Awalnya saya mengira teman saya yang bernama Miko mengetahui jalan, karena dia memutuskan keluar tol di gerbang Mohammad Toha. Tapi nyatanya dia tidak mengetahui jalan, hingga kami berputar-putar tanpa tujuan yang jelas malam itu. Salah satu patokannya dia mencari-cari jalan Ir. Juanda, sempat pula kami temukan tapi tidak berani jalan lebih jauh. Jika jalan lebih jauh maka kami akan sampai di Dago, sesuai dengan tujuan kami kala itu.
Jalan tidak jelas tidak tentu arah, hingga memutuskan cari penginapan di jalan Pasir Kaliki. Saya belum mengetahui jika daerah itu merupakan salah satu pusat keramaian. Malamnya yang sudah lebih tepat jelang tengah malam kami keluar, untuk sekedar jalan-jalan menikmati suasana.

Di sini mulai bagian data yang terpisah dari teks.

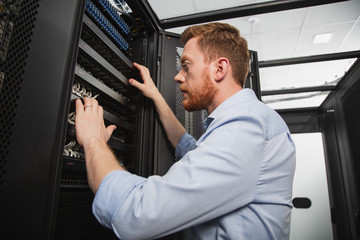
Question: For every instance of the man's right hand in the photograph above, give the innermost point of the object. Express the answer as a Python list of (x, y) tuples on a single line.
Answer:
[(148, 87)]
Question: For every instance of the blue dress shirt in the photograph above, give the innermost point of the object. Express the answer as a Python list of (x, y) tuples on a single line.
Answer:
[(235, 182)]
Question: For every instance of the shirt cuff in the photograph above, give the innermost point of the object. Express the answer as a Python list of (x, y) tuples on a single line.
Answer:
[(186, 143), (112, 191)]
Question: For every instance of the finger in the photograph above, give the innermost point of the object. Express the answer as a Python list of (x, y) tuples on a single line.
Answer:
[(135, 83), (90, 104), (79, 107), (144, 71), (110, 129)]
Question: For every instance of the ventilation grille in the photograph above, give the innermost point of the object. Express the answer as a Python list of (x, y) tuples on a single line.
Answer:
[(17, 19)]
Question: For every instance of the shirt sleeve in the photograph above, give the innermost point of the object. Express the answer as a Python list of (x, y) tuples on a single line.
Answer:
[(217, 177), (186, 143)]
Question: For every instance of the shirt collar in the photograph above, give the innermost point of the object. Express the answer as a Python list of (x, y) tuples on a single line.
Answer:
[(241, 95)]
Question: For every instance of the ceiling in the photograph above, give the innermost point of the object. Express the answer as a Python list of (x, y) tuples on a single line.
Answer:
[(286, 34)]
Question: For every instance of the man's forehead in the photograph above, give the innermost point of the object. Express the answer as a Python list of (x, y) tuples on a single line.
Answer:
[(185, 57)]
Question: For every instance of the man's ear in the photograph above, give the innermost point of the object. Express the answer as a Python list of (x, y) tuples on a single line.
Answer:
[(222, 67)]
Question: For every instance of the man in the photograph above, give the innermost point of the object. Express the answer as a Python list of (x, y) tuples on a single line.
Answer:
[(235, 182)]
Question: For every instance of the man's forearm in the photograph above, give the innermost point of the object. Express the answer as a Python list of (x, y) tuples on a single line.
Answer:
[(100, 161), (173, 128)]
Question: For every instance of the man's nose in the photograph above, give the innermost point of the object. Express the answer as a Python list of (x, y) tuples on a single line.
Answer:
[(179, 78)]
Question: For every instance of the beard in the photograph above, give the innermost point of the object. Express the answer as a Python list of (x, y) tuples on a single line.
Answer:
[(201, 97)]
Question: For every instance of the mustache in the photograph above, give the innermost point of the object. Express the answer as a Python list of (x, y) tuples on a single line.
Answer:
[(183, 88)]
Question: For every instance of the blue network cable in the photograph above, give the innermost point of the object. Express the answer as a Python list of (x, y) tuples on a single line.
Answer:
[(96, 13)]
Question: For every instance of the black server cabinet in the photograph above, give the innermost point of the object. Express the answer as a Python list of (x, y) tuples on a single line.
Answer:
[(51, 53), (339, 120)]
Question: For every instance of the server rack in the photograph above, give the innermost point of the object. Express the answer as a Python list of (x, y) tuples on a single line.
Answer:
[(53, 52)]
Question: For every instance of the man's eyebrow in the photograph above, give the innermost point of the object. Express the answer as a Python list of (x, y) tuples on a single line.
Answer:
[(184, 58)]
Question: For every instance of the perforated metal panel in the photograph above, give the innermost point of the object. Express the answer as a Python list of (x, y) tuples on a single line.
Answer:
[(16, 25)]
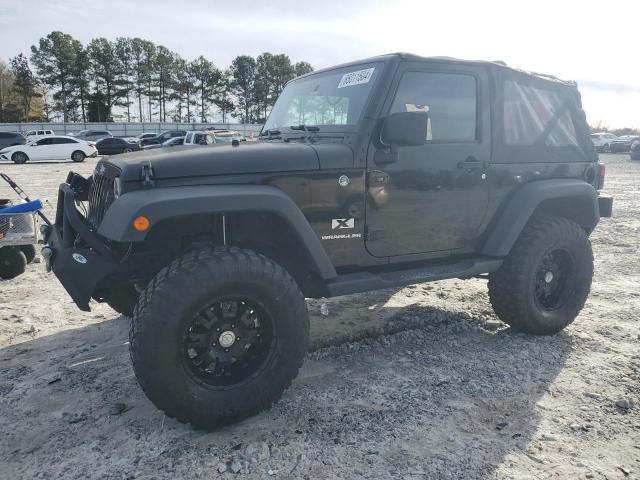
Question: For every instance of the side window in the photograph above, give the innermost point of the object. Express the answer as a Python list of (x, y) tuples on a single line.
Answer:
[(536, 116), (449, 99)]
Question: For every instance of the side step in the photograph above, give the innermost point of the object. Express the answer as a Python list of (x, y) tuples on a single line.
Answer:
[(365, 281)]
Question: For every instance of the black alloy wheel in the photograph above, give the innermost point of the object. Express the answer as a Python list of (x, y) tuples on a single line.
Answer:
[(228, 341), (555, 278)]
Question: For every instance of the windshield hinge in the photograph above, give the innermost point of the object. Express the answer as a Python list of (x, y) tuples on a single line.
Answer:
[(147, 175)]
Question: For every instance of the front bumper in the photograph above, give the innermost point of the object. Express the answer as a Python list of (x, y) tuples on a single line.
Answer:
[(79, 269)]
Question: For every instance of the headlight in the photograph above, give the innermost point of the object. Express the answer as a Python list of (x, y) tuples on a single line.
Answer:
[(117, 187)]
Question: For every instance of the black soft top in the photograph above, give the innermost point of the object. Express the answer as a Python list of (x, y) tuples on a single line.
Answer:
[(497, 66)]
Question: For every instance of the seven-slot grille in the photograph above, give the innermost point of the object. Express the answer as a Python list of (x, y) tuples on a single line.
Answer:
[(101, 193)]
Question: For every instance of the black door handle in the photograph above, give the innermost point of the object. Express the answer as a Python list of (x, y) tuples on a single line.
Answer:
[(471, 163)]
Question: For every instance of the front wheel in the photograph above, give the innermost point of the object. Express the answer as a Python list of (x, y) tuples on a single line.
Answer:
[(29, 252), (78, 156), (545, 280), (218, 335)]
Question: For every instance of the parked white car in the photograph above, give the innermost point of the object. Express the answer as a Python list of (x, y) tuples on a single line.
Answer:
[(603, 140), (33, 135), (53, 147)]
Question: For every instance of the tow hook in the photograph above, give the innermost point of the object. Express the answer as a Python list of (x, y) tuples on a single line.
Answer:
[(47, 253)]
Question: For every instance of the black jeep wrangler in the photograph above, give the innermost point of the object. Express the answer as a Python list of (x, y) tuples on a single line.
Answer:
[(380, 173)]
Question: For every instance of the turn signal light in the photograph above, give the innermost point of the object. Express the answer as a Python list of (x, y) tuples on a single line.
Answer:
[(141, 223)]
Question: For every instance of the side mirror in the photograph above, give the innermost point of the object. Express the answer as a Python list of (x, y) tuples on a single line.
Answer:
[(405, 129)]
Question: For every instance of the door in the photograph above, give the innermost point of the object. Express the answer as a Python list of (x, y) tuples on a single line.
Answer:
[(432, 197)]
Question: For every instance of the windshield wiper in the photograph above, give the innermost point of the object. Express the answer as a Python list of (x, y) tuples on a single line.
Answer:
[(269, 133), (306, 128)]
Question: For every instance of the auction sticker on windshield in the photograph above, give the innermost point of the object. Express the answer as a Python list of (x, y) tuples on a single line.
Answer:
[(356, 78)]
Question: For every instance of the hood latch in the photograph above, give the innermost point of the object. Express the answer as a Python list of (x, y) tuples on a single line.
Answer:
[(146, 175)]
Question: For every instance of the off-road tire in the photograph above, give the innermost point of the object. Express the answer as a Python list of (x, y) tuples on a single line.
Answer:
[(166, 307), (19, 158), (78, 156), (29, 252), (12, 262), (512, 287), (123, 299)]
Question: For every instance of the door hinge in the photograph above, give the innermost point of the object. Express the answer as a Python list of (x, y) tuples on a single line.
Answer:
[(371, 233), (376, 178)]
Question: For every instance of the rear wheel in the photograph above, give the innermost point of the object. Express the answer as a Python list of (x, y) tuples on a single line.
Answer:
[(544, 282), (218, 335), (12, 262), (19, 157)]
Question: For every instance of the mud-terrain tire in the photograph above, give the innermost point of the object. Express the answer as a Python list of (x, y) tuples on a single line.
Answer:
[(12, 262), (545, 280), (29, 252), (123, 299), (188, 312)]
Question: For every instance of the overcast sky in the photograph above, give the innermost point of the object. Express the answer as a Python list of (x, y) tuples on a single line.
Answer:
[(595, 44)]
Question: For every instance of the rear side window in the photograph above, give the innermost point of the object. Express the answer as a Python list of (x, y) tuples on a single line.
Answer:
[(536, 116), (449, 99)]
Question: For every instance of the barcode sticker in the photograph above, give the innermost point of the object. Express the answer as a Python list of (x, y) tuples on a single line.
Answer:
[(356, 78)]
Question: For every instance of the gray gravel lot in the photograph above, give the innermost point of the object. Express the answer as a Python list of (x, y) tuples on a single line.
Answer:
[(419, 382)]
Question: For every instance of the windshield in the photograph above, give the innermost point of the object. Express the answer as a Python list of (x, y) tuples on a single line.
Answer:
[(332, 98)]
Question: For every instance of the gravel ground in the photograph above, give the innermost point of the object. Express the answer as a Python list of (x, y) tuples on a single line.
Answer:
[(419, 382)]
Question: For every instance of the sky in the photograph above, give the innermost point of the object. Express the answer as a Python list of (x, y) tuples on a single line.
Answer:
[(595, 44)]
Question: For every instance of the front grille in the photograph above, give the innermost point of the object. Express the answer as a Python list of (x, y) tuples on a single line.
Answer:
[(100, 195)]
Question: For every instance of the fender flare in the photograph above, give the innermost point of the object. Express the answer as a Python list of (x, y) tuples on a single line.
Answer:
[(173, 202), (521, 205)]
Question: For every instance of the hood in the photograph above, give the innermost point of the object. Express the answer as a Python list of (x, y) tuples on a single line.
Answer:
[(195, 161)]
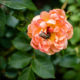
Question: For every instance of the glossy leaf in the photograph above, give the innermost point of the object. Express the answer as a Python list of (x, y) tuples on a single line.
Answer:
[(19, 60), (42, 66), (27, 74)]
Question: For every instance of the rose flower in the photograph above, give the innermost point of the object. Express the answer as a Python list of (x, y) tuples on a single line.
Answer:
[(50, 31)]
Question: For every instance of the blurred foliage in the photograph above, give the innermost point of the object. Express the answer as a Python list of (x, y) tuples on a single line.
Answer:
[(18, 60)]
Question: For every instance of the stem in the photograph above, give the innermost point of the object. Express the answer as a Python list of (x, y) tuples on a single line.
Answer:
[(65, 4)]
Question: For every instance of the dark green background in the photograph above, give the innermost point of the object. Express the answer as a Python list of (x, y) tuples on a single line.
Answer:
[(18, 60)]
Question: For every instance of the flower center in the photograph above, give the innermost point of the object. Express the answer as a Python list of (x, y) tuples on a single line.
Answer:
[(47, 34)]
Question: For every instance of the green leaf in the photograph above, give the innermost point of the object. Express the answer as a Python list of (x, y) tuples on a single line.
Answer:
[(12, 21), (76, 36), (75, 17), (19, 4), (27, 74), (78, 2), (19, 60), (2, 63), (10, 74), (68, 61), (70, 75), (20, 43), (2, 22), (69, 1), (42, 66)]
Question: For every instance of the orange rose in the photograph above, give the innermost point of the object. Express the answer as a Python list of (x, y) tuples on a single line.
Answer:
[(50, 31)]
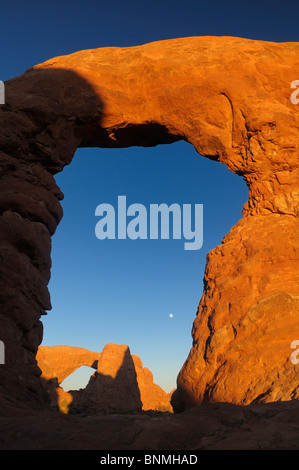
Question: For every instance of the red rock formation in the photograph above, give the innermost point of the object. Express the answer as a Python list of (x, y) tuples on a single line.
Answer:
[(153, 397), (113, 388), (58, 362), (230, 98)]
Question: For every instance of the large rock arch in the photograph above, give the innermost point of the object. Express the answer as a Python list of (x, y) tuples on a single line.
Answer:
[(230, 98)]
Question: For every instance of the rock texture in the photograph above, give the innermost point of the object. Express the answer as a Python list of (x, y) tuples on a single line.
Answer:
[(58, 362), (114, 387), (270, 426), (153, 397), (120, 383), (230, 99)]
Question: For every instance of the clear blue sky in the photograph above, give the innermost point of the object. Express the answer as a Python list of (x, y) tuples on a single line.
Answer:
[(123, 291)]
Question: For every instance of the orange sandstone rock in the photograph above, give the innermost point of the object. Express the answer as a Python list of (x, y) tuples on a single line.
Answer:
[(229, 98)]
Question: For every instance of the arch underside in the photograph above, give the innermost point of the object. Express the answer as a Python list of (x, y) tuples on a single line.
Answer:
[(229, 98)]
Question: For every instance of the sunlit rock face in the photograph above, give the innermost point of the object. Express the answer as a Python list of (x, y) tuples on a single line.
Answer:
[(120, 384), (230, 99)]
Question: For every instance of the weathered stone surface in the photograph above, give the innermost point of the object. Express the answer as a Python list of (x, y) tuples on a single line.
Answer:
[(114, 387), (58, 362), (153, 397), (259, 426), (230, 98)]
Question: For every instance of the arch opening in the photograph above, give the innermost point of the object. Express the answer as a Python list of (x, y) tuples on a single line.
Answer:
[(143, 293)]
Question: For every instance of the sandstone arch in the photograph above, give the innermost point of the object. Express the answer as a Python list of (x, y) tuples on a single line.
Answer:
[(58, 362), (230, 98)]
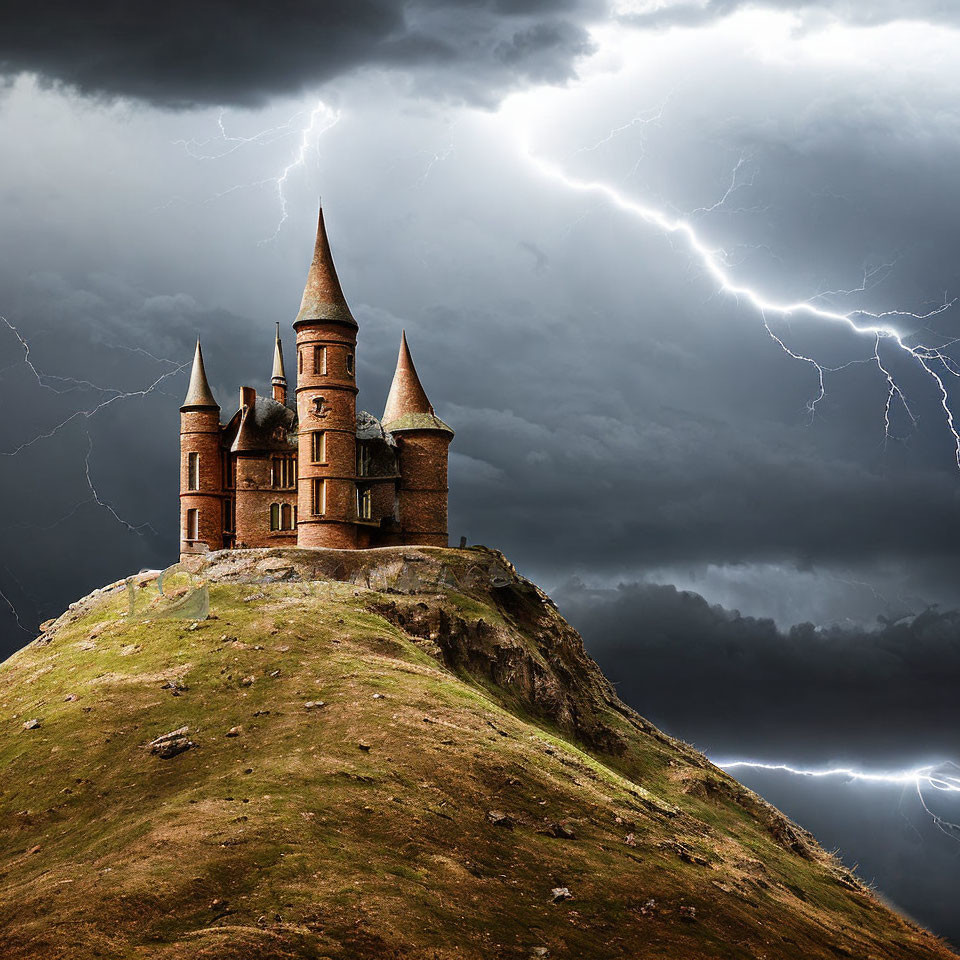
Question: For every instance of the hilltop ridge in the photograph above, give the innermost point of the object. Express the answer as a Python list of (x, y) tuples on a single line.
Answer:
[(400, 752)]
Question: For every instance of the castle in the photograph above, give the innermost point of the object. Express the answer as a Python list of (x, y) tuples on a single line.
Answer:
[(310, 470)]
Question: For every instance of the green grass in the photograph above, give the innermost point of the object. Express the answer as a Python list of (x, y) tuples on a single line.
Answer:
[(386, 852)]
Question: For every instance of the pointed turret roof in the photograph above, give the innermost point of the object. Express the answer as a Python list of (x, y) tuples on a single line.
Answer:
[(199, 393), (322, 296), (278, 373), (407, 405)]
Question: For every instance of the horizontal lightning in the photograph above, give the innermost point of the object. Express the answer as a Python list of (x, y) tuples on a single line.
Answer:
[(943, 778), (934, 364)]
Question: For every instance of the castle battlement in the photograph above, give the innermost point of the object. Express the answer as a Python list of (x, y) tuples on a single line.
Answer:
[(310, 470)]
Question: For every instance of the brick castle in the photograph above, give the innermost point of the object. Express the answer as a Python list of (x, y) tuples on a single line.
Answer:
[(309, 470)]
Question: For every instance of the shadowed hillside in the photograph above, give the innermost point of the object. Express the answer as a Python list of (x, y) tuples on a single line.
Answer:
[(396, 753)]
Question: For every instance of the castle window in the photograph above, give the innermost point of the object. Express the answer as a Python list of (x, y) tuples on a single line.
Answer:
[(363, 459), (284, 472), (229, 471), (193, 471)]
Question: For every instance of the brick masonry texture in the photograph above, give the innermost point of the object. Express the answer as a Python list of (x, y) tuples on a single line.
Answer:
[(243, 489)]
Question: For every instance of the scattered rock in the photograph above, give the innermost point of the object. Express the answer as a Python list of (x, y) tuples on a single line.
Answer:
[(171, 744), (558, 830)]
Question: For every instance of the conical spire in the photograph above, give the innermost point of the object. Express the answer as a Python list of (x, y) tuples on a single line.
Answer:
[(199, 393), (322, 296), (278, 373), (407, 405)]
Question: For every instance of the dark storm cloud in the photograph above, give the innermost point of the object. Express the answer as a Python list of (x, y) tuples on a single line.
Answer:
[(685, 13), (739, 687), (180, 54)]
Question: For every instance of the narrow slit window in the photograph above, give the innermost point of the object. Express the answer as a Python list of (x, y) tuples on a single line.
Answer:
[(193, 471), (363, 460)]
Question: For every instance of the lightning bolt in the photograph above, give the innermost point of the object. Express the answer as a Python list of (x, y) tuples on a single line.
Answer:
[(932, 362), (320, 119), (85, 416), (943, 778)]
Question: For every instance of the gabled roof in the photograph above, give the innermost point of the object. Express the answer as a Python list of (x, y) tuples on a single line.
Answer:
[(407, 405), (322, 296), (199, 394), (265, 425)]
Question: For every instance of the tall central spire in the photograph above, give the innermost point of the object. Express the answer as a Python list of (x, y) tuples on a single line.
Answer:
[(279, 379), (323, 297)]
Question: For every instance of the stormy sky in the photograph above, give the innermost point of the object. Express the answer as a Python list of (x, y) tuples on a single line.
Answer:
[(766, 572)]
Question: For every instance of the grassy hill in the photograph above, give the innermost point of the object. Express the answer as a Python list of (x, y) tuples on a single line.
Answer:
[(400, 753)]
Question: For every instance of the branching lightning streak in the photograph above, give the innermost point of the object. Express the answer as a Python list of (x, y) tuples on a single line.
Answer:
[(320, 119), (87, 415), (943, 778), (928, 359)]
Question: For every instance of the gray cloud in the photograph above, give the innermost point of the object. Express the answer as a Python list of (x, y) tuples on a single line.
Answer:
[(183, 54), (697, 12)]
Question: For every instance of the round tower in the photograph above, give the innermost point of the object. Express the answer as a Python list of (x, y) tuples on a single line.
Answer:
[(423, 440), (201, 483), (326, 407)]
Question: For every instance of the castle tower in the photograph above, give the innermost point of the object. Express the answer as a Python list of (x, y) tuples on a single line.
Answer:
[(326, 407), (201, 484), (422, 442), (279, 379)]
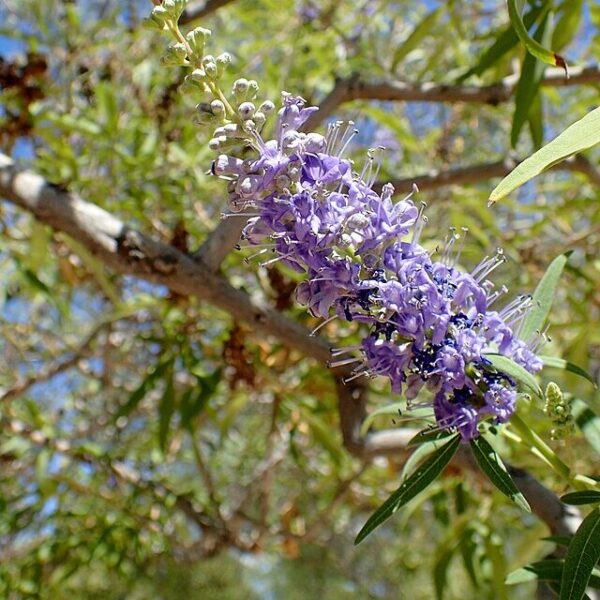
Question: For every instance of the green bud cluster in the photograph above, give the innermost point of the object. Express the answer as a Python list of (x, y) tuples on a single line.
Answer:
[(168, 10), (557, 407)]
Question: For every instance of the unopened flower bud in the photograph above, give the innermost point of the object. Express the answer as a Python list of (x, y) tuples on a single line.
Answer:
[(315, 142), (357, 221), (159, 14), (198, 75), (174, 8), (217, 107), (558, 408), (246, 110), (259, 118)]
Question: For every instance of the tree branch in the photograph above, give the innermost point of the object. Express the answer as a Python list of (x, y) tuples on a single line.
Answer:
[(357, 88), (130, 252), (437, 178)]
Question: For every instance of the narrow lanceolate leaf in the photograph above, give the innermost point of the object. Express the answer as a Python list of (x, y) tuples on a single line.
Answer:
[(533, 46), (547, 570), (417, 482), (583, 134), (582, 497), (491, 464), (527, 98), (542, 298), (560, 363), (508, 366), (588, 422), (582, 556), (550, 569)]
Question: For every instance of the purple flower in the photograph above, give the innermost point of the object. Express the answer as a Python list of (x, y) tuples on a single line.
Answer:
[(429, 324)]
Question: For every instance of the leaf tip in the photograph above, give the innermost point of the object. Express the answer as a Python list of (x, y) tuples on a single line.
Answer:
[(559, 61)]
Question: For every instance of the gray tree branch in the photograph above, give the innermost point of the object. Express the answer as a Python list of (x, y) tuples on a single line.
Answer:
[(130, 252)]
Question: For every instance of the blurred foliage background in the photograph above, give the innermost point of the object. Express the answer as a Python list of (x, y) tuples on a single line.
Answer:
[(152, 447)]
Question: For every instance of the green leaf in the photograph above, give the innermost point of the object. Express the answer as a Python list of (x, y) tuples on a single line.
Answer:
[(561, 540), (582, 556), (414, 484), (527, 91), (543, 297), (560, 363), (491, 464), (588, 422), (507, 365), (550, 569), (504, 42), (389, 409), (166, 409), (440, 571), (533, 46), (579, 136), (420, 32), (581, 497), (428, 435)]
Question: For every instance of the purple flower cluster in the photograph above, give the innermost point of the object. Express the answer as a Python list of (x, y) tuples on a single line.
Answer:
[(430, 324)]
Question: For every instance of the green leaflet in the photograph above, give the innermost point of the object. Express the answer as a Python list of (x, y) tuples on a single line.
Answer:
[(166, 408), (428, 435), (502, 44), (550, 569), (421, 31), (390, 409), (510, 367), (579, 136), (417, 482), (582, 556), (491, 464), (581, 497), (543, 297)]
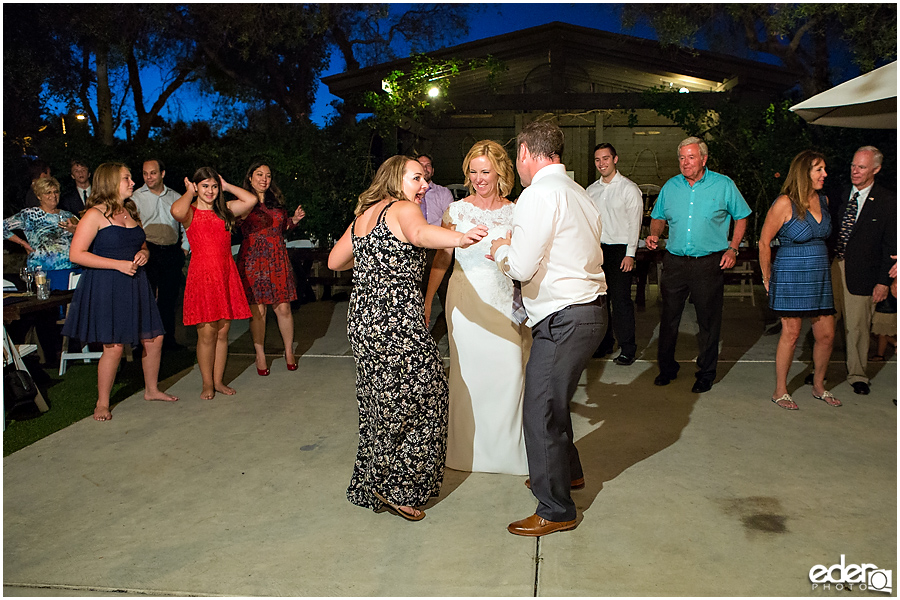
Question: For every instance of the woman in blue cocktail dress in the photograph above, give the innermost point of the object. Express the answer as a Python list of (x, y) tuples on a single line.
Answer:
[(799, 281)]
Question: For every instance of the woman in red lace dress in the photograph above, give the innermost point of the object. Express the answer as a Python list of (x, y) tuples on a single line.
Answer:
[(212, 293), (264, 266)]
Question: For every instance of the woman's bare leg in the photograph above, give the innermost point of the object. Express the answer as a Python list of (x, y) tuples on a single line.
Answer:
[(222, 357), (286, 326), (206, 357), (823, 332), (150, 363), (258, 333), (106, 375), (784, 353)]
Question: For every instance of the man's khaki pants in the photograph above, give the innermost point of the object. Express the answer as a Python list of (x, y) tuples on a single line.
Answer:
[(856, 313)]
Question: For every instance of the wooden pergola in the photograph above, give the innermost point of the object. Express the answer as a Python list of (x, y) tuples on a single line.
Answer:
[(590, 80)]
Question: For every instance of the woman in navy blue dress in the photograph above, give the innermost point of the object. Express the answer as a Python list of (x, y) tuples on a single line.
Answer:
[(799, 282), (113, 303)]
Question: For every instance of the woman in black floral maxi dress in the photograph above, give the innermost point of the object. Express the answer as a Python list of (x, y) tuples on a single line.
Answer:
[(401, 386)]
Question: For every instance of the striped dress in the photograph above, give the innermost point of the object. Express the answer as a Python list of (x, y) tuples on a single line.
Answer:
[(800, 285)]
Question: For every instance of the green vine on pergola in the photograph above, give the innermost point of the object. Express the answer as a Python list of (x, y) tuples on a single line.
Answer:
[(405, 95)]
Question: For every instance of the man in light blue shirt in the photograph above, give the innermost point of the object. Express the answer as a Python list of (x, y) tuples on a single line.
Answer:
[(437, 199), (698, 207)]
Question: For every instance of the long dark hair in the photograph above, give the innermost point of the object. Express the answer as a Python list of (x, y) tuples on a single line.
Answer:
[(220, 207), (798, 184), (273, 198)]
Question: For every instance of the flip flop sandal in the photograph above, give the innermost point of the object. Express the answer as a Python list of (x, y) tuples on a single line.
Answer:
[(828, 398), (396, 509), (791, 405)]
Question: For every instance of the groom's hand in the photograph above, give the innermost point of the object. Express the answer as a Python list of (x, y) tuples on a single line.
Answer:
[(499, 242)]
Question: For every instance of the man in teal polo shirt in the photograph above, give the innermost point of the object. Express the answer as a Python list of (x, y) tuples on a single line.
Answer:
[(698, 206)]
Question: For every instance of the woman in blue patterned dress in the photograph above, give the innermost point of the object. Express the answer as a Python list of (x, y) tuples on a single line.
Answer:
[(799, 282), (48, 230), (401, 388)]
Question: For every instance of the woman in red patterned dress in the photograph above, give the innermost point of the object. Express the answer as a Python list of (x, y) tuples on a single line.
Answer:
[(264, 266), (212, 293)]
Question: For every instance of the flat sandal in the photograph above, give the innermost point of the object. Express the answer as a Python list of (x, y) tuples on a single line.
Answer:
[(786, 398), (828, 398)]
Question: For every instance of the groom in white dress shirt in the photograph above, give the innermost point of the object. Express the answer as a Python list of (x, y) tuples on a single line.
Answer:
[(554, 251)]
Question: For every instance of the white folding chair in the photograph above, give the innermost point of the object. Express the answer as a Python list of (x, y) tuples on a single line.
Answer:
[(85, 354), (13, 354), (744, 271)]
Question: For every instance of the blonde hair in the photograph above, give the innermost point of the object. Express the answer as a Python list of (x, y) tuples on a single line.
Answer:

Kala itu itu yang terlintas di benak saya adalah mengunjungi Mal Paris Van Java, karena penasaran dengan bentuk terbuka. Niat itu sempat diutarakan dan disetujui, tapi kami tersasar sana-sini, meski sebetulnya tinggal lurus saja ke arah Sukajadi.
Esoknya teman saya Miko berkeinginan wisata kuliner batagor "Kingsley", karena dapat rekomendasi sejak awal. Tapi karena tidak hafal jalan, kami sempat tersasar hingga masuk kawasan Cimahi, meski pada akhirnya sampai juga di sana siang hari.
Setelah itu kami memutuskan ke tempat wisata, dipilihlah "Kawah Putih" untuk dikunjungi. Awalnya mengira dekat tetapi cukup jauh juga, kembali nyasar sana-sini sebelum sampai di jalan yang benar yaitu jalan Kopo.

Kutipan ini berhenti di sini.